Pekanbaru, Riau —Mediaintelkriminal.co.id// Sabtu,09 Agustus 2025.Kekerasan terhadap jurnalis kembali mencoreng kebebasan pers di Indonesia. Enam wartawan media online di Pekanbaru menjadi korban pengeroyokan saat menjalankan tugas peliputan dan klarifikasi terkait dugaan praktik tangkap-lepas pelaku penyelewengan BBM bersubsidi di SPBU 14.282.683, Jalan SM Amin, Tabek Gadang, Kota Pekanbaru.
Kejadian bermula saat informasi maraknya penyelewengan BBM bersubsidi di SPBU tersebut beredar luas di tengah masyarakat. Untuk memastikan kebenaran informasi, keenam jurnalis mendatangi pihak manajemen SPBU. Namun, bukannya mendapat klarifikasi, mereka justru diserang oleh sekelompok pria yang diduga kuat sebagai sopir pelangsir BBM bersubsidi ilegal.
Identitas korban pengeroyokan:
1. Edy Hasibuan – Media Nusantara Expres
2. Hotlan Tampubolon – Media Zona Merah Putih
3. Ilhamudin – Media Zona Merah Putih
4. Ahmad Mizan – Media Nusantara Expres
5. Ilham Mutasoib – Media Zona Merah Putih
6. Alvanza Pebrian Siregar – Media Garuda Expres
Para korban mengalami luka lebam akibat pukulan bertubi-tubi di area SPBU. Menurut kesaksian korban, tindakan tersebut diduga diprovokasi langsung oleh manajer SPBU, Khairuddin alias Udin King of Kings, yang disebut-sebut sebagai aktor utama jaringan mafia BBM bersubsidi ilegal di Provinsi Riau.
> “Kami datang baik-baik untuk klarifikasi, tapi malah diserang beramai-ramai. Ini jelas menghalangi tugas jurnalistik dan mengancam nyawa kami,” ujar Edy Hasibuan, salah satu korban.
Perbuatan pengeroyokan ini bukan hanya tindak pidana penganiayaan, tetapi juga pelanggaran serius terhadap Undang-Undang Nomor 40 Tahun 1999 tentang Pers, khususnya Pasal 4 ayat (3) yang menyatakan:
> “Untuk menjamin kemerdekaan pers, pers nasional mempunyai hak mencari, memperoleh, dan menyebarluaskan gagasan dan informasi.”
Selain itu, Pasal 18 ayat (1) UU Pers menyebutkan:
> “Setiap orang yang secara melawan hukum dengan sengaja melakukan tindakan yang menghambat atau menghalangi pelaksanaan kemerdekaan pers… dipidana penjara paling lama 2 tahun atau denda paling banyak Rp500 juta.”
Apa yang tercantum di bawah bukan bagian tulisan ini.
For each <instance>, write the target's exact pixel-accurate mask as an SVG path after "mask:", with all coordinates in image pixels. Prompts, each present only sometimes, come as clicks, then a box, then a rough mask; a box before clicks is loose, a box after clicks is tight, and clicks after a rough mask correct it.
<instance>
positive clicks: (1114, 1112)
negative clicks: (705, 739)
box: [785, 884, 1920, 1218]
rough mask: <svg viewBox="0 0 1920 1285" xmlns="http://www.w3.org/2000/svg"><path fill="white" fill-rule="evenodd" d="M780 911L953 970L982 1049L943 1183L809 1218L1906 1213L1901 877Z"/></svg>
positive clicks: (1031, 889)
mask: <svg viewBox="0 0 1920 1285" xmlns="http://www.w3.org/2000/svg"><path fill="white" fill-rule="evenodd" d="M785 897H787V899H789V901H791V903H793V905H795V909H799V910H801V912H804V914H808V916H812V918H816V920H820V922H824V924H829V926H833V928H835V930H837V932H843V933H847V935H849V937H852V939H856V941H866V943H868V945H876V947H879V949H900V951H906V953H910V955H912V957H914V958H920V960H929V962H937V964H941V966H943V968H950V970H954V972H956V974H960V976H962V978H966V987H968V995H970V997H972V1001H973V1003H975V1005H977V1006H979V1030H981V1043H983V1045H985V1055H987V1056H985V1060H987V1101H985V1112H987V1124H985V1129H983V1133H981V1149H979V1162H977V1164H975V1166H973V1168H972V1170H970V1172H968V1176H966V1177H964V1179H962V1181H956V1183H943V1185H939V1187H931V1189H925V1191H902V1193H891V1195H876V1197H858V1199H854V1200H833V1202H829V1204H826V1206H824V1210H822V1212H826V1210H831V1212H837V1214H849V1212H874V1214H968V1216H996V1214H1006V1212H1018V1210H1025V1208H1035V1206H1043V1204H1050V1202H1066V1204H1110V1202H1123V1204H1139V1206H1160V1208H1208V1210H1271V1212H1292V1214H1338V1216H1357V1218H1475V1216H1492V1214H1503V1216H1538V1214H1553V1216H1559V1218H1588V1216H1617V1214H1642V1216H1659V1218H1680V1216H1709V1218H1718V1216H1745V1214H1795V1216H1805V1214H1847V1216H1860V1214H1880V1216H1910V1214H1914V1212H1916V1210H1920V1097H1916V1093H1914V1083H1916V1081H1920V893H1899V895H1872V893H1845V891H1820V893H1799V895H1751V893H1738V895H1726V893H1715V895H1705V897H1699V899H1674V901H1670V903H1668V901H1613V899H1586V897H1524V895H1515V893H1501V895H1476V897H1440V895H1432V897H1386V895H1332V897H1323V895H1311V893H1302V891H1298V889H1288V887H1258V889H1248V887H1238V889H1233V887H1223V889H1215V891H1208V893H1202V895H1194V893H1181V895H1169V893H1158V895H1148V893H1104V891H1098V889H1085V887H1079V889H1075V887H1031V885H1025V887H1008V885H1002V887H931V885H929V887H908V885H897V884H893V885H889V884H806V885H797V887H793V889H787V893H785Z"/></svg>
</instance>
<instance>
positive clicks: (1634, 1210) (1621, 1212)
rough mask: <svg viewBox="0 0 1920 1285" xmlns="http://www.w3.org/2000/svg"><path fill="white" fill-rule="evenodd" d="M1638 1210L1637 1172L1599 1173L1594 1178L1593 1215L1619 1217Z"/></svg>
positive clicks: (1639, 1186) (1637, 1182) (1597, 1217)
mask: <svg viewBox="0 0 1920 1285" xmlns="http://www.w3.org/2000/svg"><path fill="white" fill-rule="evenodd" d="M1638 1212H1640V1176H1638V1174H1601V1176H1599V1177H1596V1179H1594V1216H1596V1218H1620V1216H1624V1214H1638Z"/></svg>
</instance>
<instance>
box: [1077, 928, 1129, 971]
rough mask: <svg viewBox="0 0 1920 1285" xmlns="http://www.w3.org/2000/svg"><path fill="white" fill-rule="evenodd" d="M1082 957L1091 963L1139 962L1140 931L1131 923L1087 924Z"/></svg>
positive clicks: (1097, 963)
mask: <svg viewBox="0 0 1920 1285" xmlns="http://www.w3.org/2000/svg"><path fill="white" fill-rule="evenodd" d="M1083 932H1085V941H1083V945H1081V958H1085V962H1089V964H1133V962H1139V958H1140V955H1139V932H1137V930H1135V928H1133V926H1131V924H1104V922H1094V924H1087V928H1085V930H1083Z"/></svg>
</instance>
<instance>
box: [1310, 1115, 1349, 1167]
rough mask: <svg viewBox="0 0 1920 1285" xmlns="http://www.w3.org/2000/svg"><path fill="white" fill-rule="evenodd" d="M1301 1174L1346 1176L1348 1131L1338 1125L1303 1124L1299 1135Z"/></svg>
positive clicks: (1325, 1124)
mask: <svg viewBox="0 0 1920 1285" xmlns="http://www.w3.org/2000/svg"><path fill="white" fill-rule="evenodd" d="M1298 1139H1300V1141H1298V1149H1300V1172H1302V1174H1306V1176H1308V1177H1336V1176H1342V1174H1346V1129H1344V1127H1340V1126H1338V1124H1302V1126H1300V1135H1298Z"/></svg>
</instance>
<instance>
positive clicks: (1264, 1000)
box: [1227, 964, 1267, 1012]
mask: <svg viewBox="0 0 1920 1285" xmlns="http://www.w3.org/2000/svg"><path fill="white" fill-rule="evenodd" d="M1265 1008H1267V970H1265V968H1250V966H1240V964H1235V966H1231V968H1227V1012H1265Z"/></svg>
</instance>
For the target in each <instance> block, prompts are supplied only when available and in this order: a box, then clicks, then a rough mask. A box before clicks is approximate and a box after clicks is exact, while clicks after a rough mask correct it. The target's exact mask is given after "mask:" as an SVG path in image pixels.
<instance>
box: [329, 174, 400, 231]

Masyarakat pers mendesak Dirreskrimum Polda Riau, Kombes Pol Asep Darmawan, S.H., S.I.K., untuk:
Menangkap dan memproses hukum seluruh pelaku pengeroyokan, termasuk aktor intelektualnya.
Menindak tegas jaringan penyelewengan BBM bersubsidi di SPBU 14.282.683.
Menjamin perlindungan terhadap wartawan saat menjalankan tugas jurnalistik.
Kekerasan terhadap jurnalis adalah bentuk teror terhadap kebebasan pers dan demokrasi. Bila dibiarkan, hal ini akan menjadi preseden buruk bagi iklim kebebasan pers di Indonesia.